Looking at family in this way (a work of art) is looking at life with the same hopeful lens. But life is not only a work of art. Participants come to appreciate that skill and experience are needed to live well, so that there is, too, an art to living. Hidden artistry must be discovered in the journey called life, as we manage our way through easy and difficult terrain, encounter congenial and temperamental people, jump over small hurdles and big. To refuse the challenge is to refuse the artistic impulse, to deny the creative potential, and in effect, the God-directed impulse of the soul. To say “yes” to what is essentially human in this exercise is of course to necessarily bend the will to boundaries, discipline, rules … Schaeffer’s thoughts are all undergirded and bound within the confines of an evangelical and thoroughgoing regard for Scriptural limits and frameworks.

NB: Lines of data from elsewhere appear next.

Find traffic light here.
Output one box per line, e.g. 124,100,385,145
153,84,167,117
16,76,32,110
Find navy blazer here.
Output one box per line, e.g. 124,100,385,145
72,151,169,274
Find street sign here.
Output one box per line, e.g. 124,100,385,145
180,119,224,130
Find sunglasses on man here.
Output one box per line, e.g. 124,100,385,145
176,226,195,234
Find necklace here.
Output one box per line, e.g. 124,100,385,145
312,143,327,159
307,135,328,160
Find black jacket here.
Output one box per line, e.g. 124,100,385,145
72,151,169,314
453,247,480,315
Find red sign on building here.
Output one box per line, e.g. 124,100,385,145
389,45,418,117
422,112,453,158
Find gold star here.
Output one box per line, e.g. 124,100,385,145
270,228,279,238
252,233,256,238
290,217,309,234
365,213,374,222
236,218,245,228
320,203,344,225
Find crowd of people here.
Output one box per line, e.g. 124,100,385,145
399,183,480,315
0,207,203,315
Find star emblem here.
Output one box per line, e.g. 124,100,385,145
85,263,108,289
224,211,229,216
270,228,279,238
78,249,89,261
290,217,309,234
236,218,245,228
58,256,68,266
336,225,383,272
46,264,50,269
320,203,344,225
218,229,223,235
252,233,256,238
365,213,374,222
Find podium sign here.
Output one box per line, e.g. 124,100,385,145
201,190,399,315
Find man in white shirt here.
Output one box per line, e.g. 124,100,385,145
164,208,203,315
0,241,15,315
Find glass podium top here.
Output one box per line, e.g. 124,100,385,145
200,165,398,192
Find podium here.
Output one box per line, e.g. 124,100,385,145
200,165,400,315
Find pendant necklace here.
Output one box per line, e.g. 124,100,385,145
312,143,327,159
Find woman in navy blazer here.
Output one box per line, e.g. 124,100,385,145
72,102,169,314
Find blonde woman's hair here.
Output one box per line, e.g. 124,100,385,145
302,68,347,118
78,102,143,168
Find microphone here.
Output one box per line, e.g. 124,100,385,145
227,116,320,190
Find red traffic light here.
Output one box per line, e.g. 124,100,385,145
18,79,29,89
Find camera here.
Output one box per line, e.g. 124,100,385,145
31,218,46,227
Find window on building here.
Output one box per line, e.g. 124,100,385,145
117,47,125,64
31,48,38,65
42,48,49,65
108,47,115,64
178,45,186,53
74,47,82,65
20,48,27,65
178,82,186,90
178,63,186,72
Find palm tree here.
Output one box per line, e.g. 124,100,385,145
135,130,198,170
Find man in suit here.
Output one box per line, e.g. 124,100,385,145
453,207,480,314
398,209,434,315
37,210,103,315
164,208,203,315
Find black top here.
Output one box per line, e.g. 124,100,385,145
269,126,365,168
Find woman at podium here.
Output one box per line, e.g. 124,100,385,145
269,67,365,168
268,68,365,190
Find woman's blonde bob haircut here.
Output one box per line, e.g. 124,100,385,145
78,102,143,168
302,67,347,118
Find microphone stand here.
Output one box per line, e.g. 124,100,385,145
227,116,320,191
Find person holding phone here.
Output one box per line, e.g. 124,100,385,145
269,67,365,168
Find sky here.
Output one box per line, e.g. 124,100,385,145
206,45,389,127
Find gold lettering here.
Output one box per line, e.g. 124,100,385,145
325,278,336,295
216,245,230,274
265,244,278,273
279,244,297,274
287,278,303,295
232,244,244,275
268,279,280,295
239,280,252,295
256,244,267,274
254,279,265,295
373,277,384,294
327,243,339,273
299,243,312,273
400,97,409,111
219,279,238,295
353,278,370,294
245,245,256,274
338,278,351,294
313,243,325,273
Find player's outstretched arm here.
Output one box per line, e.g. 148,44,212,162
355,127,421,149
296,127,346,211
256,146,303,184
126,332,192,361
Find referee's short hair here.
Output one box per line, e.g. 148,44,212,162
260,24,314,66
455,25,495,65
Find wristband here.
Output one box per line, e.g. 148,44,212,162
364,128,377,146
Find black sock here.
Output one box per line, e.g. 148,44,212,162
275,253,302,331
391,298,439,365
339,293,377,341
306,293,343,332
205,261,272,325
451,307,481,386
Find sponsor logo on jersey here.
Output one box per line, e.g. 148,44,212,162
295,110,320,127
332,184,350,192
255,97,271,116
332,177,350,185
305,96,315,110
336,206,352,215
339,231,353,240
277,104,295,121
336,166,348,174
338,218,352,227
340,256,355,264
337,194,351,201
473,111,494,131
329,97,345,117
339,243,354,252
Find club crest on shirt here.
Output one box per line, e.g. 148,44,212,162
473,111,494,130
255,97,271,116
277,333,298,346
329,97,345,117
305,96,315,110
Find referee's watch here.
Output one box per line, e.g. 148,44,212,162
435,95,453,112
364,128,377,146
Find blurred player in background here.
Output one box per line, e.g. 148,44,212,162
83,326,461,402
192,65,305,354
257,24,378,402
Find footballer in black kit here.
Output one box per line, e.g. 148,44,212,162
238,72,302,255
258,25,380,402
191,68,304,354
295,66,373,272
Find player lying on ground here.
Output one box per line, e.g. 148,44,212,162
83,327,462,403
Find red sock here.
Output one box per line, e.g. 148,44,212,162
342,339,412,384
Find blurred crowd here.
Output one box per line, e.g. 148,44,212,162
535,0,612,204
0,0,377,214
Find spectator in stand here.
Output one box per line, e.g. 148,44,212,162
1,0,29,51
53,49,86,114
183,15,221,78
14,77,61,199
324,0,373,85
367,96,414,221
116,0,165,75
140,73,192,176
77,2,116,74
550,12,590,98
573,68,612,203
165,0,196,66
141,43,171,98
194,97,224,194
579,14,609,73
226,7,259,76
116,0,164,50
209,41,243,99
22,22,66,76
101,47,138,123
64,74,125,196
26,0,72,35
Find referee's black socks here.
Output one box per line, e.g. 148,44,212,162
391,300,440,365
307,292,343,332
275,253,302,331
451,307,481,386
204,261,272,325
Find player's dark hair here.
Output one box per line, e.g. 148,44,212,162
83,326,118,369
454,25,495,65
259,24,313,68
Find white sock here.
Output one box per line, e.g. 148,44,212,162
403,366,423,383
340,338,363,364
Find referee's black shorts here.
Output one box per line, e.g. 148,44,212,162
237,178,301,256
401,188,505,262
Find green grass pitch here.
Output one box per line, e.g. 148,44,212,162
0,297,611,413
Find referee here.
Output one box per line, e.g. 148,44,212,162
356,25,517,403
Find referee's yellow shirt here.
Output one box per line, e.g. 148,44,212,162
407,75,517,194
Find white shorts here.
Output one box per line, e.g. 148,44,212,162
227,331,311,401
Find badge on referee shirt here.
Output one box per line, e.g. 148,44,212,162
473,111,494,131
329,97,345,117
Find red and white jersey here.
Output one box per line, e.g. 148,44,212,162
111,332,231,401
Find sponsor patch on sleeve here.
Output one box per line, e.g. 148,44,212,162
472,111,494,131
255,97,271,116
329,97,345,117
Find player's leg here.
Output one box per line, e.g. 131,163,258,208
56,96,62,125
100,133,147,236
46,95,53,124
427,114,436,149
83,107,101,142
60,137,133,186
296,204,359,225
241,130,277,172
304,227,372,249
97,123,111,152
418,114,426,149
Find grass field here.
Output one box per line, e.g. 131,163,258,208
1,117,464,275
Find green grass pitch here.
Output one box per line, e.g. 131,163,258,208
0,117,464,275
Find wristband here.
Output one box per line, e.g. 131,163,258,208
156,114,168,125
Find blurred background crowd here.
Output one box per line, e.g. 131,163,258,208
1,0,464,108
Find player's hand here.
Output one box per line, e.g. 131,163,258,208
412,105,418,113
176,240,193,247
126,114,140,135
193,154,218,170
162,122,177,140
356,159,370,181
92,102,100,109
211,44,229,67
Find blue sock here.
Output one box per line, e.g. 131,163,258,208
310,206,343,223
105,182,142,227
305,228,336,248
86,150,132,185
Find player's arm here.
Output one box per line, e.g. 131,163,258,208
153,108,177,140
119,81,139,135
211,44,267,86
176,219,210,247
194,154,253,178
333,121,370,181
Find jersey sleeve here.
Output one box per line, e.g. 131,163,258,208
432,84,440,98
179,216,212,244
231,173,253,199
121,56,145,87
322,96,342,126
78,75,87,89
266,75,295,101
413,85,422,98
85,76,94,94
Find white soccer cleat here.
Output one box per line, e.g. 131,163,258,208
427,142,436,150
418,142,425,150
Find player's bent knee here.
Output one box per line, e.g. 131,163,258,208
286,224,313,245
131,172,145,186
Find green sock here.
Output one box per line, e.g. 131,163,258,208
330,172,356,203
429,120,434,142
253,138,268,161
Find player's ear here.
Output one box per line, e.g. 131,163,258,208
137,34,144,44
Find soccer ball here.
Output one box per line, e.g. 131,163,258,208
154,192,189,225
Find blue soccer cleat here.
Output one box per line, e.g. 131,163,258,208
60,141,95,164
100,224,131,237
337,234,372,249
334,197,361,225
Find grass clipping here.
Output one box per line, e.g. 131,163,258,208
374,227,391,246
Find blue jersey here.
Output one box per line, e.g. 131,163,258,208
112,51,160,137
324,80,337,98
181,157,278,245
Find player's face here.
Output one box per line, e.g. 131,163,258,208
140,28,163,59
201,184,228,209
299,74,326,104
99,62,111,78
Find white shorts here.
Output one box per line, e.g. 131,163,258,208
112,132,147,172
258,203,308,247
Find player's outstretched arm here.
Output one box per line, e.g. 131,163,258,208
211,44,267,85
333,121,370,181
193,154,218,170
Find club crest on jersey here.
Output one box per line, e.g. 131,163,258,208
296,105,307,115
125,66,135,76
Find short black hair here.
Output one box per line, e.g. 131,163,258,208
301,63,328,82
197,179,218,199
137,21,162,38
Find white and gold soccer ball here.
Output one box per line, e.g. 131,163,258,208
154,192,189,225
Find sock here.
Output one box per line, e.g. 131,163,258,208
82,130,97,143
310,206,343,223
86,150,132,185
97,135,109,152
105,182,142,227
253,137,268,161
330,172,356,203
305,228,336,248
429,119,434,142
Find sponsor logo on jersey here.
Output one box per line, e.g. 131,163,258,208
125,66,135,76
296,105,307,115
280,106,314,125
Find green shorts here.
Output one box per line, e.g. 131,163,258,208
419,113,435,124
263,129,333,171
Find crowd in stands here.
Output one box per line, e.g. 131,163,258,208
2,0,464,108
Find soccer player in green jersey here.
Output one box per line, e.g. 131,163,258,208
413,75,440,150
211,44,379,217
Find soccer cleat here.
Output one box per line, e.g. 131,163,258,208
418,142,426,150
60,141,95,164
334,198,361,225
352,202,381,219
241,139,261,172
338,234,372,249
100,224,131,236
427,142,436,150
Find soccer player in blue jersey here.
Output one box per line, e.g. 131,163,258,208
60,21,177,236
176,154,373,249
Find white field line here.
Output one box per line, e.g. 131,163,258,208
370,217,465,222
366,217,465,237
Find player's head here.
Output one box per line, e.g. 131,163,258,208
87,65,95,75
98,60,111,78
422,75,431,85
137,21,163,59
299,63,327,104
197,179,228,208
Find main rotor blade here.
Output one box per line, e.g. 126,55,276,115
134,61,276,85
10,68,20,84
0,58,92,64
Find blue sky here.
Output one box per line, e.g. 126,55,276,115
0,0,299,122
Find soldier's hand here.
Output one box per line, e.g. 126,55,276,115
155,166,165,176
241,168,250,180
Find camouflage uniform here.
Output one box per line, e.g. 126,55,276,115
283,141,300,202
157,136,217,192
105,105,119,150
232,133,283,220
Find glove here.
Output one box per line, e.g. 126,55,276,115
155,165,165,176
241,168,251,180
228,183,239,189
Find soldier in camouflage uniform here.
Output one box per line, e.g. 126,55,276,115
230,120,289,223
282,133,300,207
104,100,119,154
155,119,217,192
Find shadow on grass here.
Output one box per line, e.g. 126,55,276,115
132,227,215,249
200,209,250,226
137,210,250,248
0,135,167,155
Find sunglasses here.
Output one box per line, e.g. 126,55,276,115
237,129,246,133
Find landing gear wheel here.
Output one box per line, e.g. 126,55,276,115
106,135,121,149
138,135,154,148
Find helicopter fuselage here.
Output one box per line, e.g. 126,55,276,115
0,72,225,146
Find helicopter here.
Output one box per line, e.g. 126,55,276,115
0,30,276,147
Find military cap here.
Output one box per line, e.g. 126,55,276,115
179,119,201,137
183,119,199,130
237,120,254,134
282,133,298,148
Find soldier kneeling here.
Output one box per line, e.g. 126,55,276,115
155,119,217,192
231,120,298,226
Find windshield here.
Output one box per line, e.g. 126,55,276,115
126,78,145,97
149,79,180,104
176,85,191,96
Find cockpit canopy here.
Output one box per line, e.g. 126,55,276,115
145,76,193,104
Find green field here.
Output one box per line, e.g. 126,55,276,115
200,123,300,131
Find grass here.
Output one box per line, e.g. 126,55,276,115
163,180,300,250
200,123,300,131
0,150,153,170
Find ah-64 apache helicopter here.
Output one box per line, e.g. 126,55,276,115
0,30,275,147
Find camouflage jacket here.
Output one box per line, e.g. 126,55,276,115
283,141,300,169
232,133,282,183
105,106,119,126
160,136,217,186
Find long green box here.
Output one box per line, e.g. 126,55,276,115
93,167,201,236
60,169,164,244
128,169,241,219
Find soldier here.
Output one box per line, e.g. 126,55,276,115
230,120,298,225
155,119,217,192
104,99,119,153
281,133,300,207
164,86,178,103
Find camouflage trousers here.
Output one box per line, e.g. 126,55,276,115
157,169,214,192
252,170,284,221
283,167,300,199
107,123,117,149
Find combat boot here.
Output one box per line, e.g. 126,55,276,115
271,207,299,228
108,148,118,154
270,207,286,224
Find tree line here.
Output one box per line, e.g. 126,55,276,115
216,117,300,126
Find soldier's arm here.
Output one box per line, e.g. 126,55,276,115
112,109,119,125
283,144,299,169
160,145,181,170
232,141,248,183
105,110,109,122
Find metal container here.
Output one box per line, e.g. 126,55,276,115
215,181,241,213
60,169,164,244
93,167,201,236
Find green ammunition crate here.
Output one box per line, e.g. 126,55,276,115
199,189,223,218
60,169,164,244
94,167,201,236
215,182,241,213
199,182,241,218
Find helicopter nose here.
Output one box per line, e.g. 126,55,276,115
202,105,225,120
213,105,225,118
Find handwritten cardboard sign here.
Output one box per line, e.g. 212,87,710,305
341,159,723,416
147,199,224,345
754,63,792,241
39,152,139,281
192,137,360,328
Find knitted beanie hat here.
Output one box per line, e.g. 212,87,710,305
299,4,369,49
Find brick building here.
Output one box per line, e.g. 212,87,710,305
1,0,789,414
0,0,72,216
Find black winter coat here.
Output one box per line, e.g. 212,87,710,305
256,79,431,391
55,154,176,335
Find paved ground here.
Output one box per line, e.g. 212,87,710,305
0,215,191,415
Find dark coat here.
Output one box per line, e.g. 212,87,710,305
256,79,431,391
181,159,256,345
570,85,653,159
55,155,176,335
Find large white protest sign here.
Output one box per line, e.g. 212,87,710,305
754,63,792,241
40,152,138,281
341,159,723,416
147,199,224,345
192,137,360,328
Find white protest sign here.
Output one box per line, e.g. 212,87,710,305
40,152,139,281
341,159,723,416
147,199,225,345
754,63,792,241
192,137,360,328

Her perspective therefore balances the interplay between freedom and restraint (or boundaries), spontaneity and discipline, in the learning process of becoming an artist of life that all humans must engage in. That is what I like most about her. The commonsense she exudes, the groundedness of her down-to-earth nature always pins her readers down at points where we acknowledge that each of us is finally responsible and accountable for the ways in which we learn (or do not learn) to be true artists after God’s heart. And if that were not all, Edith Schaeffer makes the commonplace seem so worthwhile, the ordinary so pleasurable, that on reading her, one must sigh with some relief that life could be simple, after all.